Born: 1820; Died: 1897; Married: Mary Ann [Smith]

Alfred Mayo was born at Chesham, Buckinghamshire in 1820. At the age of nineteen, a labourer, he was convicted of burglary at the Buckingham Quarter Sessions (1 January 1839) and was sentenced to fifteen years transportation. He was convicted of stealing clothes from his uncle. He was one of 240 convicts transported on the 'Parkfield', landing in Australia on 1 September 1839. He was described at that time as five feet eight and a half inches tall, of ruddy complexion, light brown hair and hazel eyes, with numerous moles and scars. He was unable to read or write. On arrival he was assigned to the Ginninderra estate of George Thomas Palmer, where he then worked for a number of years. While there, it is reported that he killed a fourteen foot long 'diamond' snake at Round Hill, Weetangera – thought then to be more venomous than the death adder

On leaving Ginninderra he moved to the Campbell's Duntroon, eventually establishing a household of his own at Majura, where he died in July 1897 and was buried at St John's church, Reid. Working for Charles Campbell he had a number of occupations – labourer, overseer, timber splitter, and shepherd – and worked on the construction of St John's church. He evidently returned to Ginninderra from time to time in the sixties as a member of the Duntroon cricket team.

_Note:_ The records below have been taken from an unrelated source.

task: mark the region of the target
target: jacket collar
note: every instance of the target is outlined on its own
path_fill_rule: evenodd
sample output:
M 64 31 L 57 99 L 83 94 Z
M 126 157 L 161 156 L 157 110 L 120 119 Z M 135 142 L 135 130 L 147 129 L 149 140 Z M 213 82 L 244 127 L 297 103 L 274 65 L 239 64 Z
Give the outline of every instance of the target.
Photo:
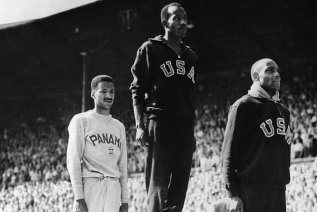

He married Mary Ann Smith in February 1846 not long after receiving his ticket of leave (14 October 1845) and official permission to marry (1846). According to Shumack theirs was the first marriage to take place at St John's church (Shumack p.21). He was twenty-seven, and she twenty-one. Mary had arrived in Sydney on the 'Arkwright' as a bounty migrant with her grandfather's family on 8 Feb 1840.

Alfred and Mary Ann had eight children, the first of whom, Elizabeth was born at Ginninderra (29 January 1847). The later children were all born at Duntroon, except Frederick – Joseph (1848), Alfred (1850), John (1852), William (1855), Thomas (1858), Frederick Reuben (1861) and Charles (1864). Mary died just a few months after her husband in November 1897.